Newswise — GAINESVILLE, Fla. — About 22 percent of children in the United States live below the federal poverty line and 45 percent come from low-income families, increasing their risk for myriad health problems.

In 2012, the federal earned income tax credit lifted 6.5 million people, including 3.3 million children, above the poverty line.

While several organizations have recognized the role that policies and laws can have on health, few studies have rigorously examined the effects of family economic security policies, such as tax credits, minimum wage laws and unemployment compensation, on health and health behaviors. Now, a team from the University of Florida’s Institute for Child Health Policy and Temple University’s Public Health Law Research Program has developed new methods for analyzing policy effects using the Public Health Law Research Program’s national policy surveillance website, LawAtlas.org.

“Many of these policies directly affect children of families who are struggling financially,” said Kelli Komro, Ph.D., a professor in the UF College of Medicine and associate director of the Institute for Child Health Policy. “The importance of those early years for children’s long-term health into adulthood cannot be overstated, which underscores the importance of conducting rigorous analysis to see which social policies are actually improving the health of families.”

The research team — which also includes Alexander C. Wagenaar, Ph.D., an Institute for Child Health Policy faculty member and associate director of Temple’s Public Health Law Research Program, and Scott Burris, J.D., a professor of law at Temple Law School and director of the Public Health Law Research Program — is pioneering new ways to evaluate the effects of various social policies on health. In particular, legal scholars systematically code individual aspects of different policies that are then quantitatively analyzed across time and states, where variations of laws are enacted.

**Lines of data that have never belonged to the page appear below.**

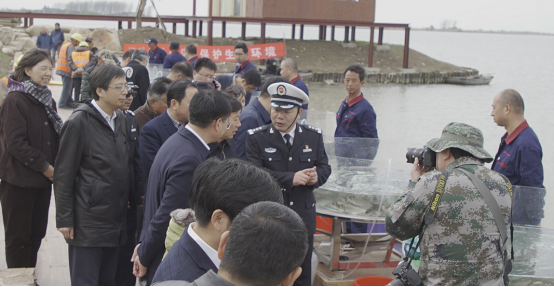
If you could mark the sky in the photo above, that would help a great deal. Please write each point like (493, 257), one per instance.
(497, 15)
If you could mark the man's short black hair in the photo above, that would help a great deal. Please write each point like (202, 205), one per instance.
(128, 54)
(176, 90)
(243, 47)
(158, 88)
(270, 81)
(205, 62)
(231, 186)
(102, 77)
(191, 49)
(208, 106)
(266, 243)
(356, 69)
(252, 77)
(184, 68)
(236, 105)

For instance, the researchers examined unemployment compensation laws by coding the maximum weekly benefit, how the benefit amount was calculated, the maximum benefit duration and the base period of eligibility in all 50 states across the past 35 years. This coding facilitates detailed scientific evaluation of how particular provisions within unemployment compensation laws affect health and health behaviors. The team is currently analyzing the data for future publications.

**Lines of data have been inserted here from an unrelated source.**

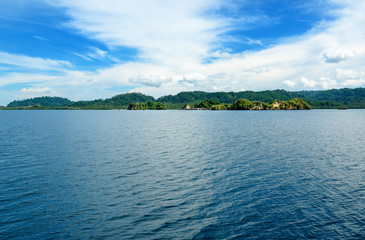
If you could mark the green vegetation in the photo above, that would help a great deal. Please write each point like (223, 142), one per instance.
(293, 104)
(41, 101)
(147, 106)
(335, 98)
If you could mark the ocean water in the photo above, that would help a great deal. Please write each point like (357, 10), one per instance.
(182, 174)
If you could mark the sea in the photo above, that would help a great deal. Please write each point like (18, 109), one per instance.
(174, 174)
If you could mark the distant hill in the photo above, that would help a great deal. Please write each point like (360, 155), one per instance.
(118, 101)
(352, 98)
(41, 101)
(335, 98)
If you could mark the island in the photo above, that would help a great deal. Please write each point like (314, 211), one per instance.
(199, 100)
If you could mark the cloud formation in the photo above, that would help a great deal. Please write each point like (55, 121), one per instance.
(174, 39)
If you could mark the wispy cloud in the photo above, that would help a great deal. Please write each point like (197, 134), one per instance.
(35, 63)
(174, 38)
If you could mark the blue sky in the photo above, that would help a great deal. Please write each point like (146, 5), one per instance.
(88, 49)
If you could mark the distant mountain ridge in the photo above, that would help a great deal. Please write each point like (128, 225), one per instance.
(335, 98)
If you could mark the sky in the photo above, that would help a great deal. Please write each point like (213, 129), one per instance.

“Our approach is more granular than studies to date, where normally whole policies are analyzed for impacts rather than looking at particular provisions within the laws,” said Burris, who has collaborated with the University of Florida faculty on multiple endeavors as part of Temple University’s Public Health Law Research Program, funded by the Robert Wood Johnson Foundation. “Our team’s methods blend policy analysis with statistical analysis to not only find out whether a law impacts health but also to better understand why and how.”

LawAtlas addresses a major impediment to scientific advancement in the field of social determinants of health, which examines how the broad social and economic conditions in which people live impact their health. The need is for systematic collection, analysis and dissemination of information about policies that can improve health and reduce health disparities in people across various socioeconomic backgrounds. The first paper from this effort, titled “Social Determinants of Child Health: Concepts and Measures for Future Research,” details past research, the new data collection methods and future directions for the field, and was published in the journal Health Behavior & Policy Review in December.

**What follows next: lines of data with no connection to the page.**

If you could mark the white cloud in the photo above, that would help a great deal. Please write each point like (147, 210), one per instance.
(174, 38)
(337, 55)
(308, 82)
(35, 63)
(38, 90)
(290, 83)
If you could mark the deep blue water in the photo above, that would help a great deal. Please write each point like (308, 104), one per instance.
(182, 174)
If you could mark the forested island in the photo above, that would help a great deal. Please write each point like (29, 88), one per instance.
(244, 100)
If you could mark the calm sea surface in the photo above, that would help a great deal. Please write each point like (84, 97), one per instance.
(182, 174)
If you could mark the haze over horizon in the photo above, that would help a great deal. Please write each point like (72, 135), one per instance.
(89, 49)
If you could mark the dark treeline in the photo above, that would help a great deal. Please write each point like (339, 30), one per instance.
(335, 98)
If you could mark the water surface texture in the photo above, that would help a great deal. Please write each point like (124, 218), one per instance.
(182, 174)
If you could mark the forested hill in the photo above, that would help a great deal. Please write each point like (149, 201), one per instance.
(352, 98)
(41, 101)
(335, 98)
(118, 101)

LawAtlas (http://lawatlas.org) will house a growing number of datasets on family economic policies from 1980 to the present in an open-access format for scholars to use. The first dataset, on state-by-state differences in minimum wage laws, is already complete, with analyses of state laws on earned income tax credit, unemployment compensation and temporary assistance to needy families in progress.

“These datasets will allow health scholars to compare various state policies at different times and with different populations — all in an effort to discover which policies improve health and which policies do not,” said Wagenaar. “Knowing what works, at a precise level, is the first step toward systematically putting into place policies that will challenge the status quo and engender lasting improvement in the culture of health in America.”